The Ohio Ballet, which hasn't appeared locally since 1980, had the look of a plucky, energetic but technically unfinished and uneven company at Citrus College in Glendora on Friday.
Two works by artistic director Heinz Poll, especially, pushed many in the 20-member company to the edge of their competence.
Poll's "Schubert Waltzes," set to the composer's Opus 9 collection (sensitively played by pianist David Fisher), deployed three couples in lyric and playful duets and solos. His "Games" offered a formal music visualization, tempered by athleticism, of Mozart's Piano Concerto No. 19 in F.
In both works, the dancers worked hard but looked taxed in maintaining shape and clarity of line, stylistic uniformity or security in the many overhead lifts.

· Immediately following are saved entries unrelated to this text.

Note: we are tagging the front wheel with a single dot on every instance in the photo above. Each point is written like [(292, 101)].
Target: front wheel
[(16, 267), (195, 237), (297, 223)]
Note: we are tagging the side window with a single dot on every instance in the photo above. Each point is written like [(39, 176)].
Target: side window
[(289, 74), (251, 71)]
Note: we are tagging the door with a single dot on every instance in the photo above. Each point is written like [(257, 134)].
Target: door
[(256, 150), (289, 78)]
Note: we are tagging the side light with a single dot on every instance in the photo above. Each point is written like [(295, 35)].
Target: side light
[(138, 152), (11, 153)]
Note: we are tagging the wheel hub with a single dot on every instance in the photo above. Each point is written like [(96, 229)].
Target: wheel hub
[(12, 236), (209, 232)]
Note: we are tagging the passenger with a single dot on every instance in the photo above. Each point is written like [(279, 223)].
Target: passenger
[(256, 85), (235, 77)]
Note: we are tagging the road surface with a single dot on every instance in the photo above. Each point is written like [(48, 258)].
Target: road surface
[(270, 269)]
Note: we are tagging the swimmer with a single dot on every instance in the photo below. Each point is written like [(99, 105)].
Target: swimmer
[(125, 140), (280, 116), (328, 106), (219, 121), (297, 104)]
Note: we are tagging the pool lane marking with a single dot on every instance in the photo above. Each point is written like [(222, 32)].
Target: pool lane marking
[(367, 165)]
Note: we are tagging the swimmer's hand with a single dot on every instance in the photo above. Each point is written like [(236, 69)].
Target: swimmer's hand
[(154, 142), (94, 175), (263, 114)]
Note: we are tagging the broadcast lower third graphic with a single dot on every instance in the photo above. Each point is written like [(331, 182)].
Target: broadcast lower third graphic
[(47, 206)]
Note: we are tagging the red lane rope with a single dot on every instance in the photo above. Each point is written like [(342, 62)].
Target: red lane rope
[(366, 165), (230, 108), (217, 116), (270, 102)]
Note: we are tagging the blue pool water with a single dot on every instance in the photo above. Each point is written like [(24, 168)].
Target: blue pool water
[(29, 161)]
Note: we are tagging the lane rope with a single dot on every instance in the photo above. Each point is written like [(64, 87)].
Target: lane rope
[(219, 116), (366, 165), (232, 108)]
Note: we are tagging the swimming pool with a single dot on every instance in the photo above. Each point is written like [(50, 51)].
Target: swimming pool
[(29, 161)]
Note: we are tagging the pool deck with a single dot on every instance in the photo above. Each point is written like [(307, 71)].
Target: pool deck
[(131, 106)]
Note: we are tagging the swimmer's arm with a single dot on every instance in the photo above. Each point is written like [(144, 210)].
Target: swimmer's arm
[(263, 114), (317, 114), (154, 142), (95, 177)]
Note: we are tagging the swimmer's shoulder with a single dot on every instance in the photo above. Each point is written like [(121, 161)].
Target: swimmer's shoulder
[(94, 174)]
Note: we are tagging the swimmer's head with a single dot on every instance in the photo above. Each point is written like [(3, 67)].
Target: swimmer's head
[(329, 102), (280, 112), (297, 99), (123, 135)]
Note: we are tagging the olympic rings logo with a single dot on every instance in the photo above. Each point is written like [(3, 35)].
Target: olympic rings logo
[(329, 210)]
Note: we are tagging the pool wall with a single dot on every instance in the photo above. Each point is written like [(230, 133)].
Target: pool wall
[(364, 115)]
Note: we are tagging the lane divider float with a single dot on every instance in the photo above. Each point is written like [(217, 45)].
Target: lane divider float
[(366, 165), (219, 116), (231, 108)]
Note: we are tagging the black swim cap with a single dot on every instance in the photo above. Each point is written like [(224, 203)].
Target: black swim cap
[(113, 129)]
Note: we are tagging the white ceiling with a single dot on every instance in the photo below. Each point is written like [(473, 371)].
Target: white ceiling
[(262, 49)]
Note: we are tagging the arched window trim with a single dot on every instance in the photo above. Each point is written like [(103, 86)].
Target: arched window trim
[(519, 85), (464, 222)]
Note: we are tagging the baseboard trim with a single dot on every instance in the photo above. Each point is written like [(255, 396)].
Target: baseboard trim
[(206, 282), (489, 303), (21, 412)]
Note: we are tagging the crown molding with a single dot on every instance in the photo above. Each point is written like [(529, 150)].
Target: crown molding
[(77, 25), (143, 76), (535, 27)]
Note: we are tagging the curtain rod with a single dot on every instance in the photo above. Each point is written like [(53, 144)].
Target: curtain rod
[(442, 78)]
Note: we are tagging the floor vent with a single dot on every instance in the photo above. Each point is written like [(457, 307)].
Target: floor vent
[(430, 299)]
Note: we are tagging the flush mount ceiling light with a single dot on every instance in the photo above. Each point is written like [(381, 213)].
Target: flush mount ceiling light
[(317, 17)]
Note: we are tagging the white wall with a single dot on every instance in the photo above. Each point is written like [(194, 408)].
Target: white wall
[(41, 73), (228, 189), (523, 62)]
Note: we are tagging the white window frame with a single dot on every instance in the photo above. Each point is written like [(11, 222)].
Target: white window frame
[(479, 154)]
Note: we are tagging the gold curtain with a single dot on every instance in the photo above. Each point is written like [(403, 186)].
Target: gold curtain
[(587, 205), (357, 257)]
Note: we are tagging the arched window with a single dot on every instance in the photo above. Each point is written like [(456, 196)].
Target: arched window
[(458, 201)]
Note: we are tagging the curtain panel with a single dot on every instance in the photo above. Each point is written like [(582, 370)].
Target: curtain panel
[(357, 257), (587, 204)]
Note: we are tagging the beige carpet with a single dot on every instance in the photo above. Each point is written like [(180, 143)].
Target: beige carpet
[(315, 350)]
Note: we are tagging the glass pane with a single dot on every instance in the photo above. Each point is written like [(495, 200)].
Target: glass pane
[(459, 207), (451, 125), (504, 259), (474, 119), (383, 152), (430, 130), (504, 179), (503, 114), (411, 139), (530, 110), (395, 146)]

Less demanding, "Solstice," by company member David Shimotakahara, juxtaposed modern-dance elements against cool, elegant songs by Faure, unfolding sequences of shifting, unfulfilled emotional relationships among two couples. It ended poignantly with Pandora Robertson rather resignedly allowing the embraces of Richard Prewitt after she had failed to connect with Debra Force.
The hit of the program, and the work in which the company looked best, was Laura Dean's "Gravity." To a percussive score by Dean, the company ventured repetitions of stabbing pointe work, spinning and various other motivic movements in matrixes of geometrical rigor, from which arose the pleasure of watching order and disorder imperceptively shade into one another.
Prominent were witty sections which displayed a variety of supported turns, and different kinds of off-balance movements, which were essayed individually by every dancer.
All four works were sensitively lit by Thomas R. Skelton.